One more thing that movie does is it changes the chronology of some of the events. But, to be honest, I did not have a problem with it. I rather liked the idea of starting with Aibileen dictating to Skeeter. It also gets rid of some parts. Skeeter's story with Stuart has lot of twists and turns in book. But again, even though it does give a much more emotional depth to the skeeter's character, I was OK with ditching the whole thing. However, the problem is with the parts which are included in the movie but they are changed e.g Constantine's story or rather Rachel's (Lulabelle in the book) story is much more convincing, dramatic even. Also, Skeeter finds out really late that her mother has Cancer in the book. Part where she figures that out, patches up with Stuart and breaks up again and finds out the truth about Constantine is really heart-breaking. Also, skeeter's mother never figures out that Anonymous is her daughter. Also, all the other maids do not know about Minny's involvement in the project until Yule May episode, which gives her the credit to bring others in.

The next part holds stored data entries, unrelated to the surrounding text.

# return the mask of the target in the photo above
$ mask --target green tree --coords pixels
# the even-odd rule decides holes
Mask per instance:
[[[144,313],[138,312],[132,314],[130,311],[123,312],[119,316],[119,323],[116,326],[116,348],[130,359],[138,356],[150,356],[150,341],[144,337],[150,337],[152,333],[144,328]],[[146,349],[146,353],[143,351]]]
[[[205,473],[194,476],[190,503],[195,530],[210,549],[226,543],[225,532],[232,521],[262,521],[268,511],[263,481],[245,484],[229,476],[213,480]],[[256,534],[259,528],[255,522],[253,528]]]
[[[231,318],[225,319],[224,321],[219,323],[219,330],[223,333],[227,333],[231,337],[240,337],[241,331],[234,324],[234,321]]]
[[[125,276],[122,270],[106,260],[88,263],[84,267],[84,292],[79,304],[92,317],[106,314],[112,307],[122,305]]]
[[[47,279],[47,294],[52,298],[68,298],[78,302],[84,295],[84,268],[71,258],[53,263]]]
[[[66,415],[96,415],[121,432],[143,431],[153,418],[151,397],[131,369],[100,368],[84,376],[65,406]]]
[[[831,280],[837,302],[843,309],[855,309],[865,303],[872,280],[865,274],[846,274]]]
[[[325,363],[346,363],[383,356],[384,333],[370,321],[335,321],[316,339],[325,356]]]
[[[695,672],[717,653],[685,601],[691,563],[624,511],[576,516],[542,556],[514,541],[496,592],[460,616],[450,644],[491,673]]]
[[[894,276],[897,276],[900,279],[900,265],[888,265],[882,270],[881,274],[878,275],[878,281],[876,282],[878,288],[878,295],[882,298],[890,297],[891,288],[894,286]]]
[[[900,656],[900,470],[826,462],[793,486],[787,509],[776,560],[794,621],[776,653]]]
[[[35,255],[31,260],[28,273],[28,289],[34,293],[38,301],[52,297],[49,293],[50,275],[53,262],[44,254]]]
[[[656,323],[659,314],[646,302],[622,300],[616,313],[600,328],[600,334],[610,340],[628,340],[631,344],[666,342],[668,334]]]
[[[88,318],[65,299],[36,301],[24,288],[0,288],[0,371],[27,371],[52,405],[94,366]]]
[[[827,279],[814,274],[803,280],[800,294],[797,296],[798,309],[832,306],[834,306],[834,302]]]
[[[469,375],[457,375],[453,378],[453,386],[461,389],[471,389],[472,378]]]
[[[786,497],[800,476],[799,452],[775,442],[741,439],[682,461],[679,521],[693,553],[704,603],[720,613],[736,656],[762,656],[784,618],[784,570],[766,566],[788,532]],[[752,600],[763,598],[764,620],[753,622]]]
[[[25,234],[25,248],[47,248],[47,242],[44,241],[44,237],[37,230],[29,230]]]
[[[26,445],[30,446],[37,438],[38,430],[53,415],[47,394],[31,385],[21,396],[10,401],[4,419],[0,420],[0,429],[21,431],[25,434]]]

Now, for the movie. Even though it does change a little here and there, overall it stays true to the emotion till the end. This and plethora of wonderful performances in the movie make it worth watching. Viola Davis and Octavia Spencer as Aibileen and Minny respectively are wonderful. I surely can understand the Oscar Buzz around Viola Davis and hope she does get it. Emma Stone is also wonderful though I would have loved to see her character develop a little more. However, for me Jessica Chastain and Bryce Dallas Howard take the cake. Hilly is mean, despicable, controlling and embodied to the perfection by Bryce Dallas Howard. Jessica Chastain, Star of the Year, is revelation as frivolous housewife, excluded by all the 'Society Ladies' because she is White Trash. I wouldn't be surprised if either of them lands with the nomination as well. And the ending is little idealistic where in book, it keeps it much more realistic. My only problem with the book remains to be that it looks like scraps of the top of everything. Like Book does, it does not reach to the heart of the situation, and that is what keeps it from being Great.